His blood red eyes seemed to glow in the pale moonlight. His skin was almost white under the porch. He did not appear as a normal man should. He knew that Mr. McHugh was right. But there was still a small hint of anger that welled up in his eyes. He felt a deep sadness that he had never known. There was a chasm inside him that had developed from the love he had grown for Demy. He had become a part of her entire family. For the last six months he had become accustomed to their way of life. It felt wrong to him that it should end after everything he experienced with them.

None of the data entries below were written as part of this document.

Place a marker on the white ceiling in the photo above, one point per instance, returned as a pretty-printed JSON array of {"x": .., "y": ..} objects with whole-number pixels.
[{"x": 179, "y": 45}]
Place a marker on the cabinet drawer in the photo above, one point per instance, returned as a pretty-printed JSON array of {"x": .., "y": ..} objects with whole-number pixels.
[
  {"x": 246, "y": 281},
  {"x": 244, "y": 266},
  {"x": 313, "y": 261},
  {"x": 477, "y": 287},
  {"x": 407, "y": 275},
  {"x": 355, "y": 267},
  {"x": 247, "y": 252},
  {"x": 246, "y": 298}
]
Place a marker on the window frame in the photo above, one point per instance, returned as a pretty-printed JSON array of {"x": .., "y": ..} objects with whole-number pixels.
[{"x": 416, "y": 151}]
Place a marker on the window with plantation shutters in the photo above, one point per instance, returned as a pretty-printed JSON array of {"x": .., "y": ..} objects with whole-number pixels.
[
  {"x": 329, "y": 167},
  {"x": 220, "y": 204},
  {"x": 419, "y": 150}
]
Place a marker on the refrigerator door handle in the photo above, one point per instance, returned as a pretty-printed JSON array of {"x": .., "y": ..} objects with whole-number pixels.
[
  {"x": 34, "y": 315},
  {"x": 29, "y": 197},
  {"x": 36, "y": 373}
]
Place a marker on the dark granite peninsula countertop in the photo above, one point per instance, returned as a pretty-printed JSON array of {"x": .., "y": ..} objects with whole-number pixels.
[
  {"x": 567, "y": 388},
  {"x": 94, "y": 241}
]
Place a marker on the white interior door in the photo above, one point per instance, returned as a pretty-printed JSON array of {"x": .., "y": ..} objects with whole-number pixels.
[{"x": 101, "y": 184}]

The moment of anger subsided. He relaxed. He found a calm that embraced him. He hung his head low while stepping off the estate and out of their lives forever. He never said anything else to Demy or her father that night. His heart sank as he set foot on the main road, the same road he traveled when he asked for her hand in marriage. This time no one was there to greet him. No one waved or followed him past the corner stores. He was alone as he treaded silently. He walked and reflected on what had transpired, the events that ended his life.
Chapter Twenty Eight
An Intimate Moment
Zack found it instantly hard to concentrate. Kyli was too warm. Her body was incredible, inviting to a fault. He struggled to speak, “What am I looking-” his eyes widened at the sight of her face. It became brighter. It nearly glowed with a healthy blush. The torn skin, the deep tears in her flesh were gone. He pulled her even closer to him. He brushed the dried blood away from her neck and stared in amazement. He held her tight. He examined her while his breath ran across her skin. Her flesh, her scent filled his being.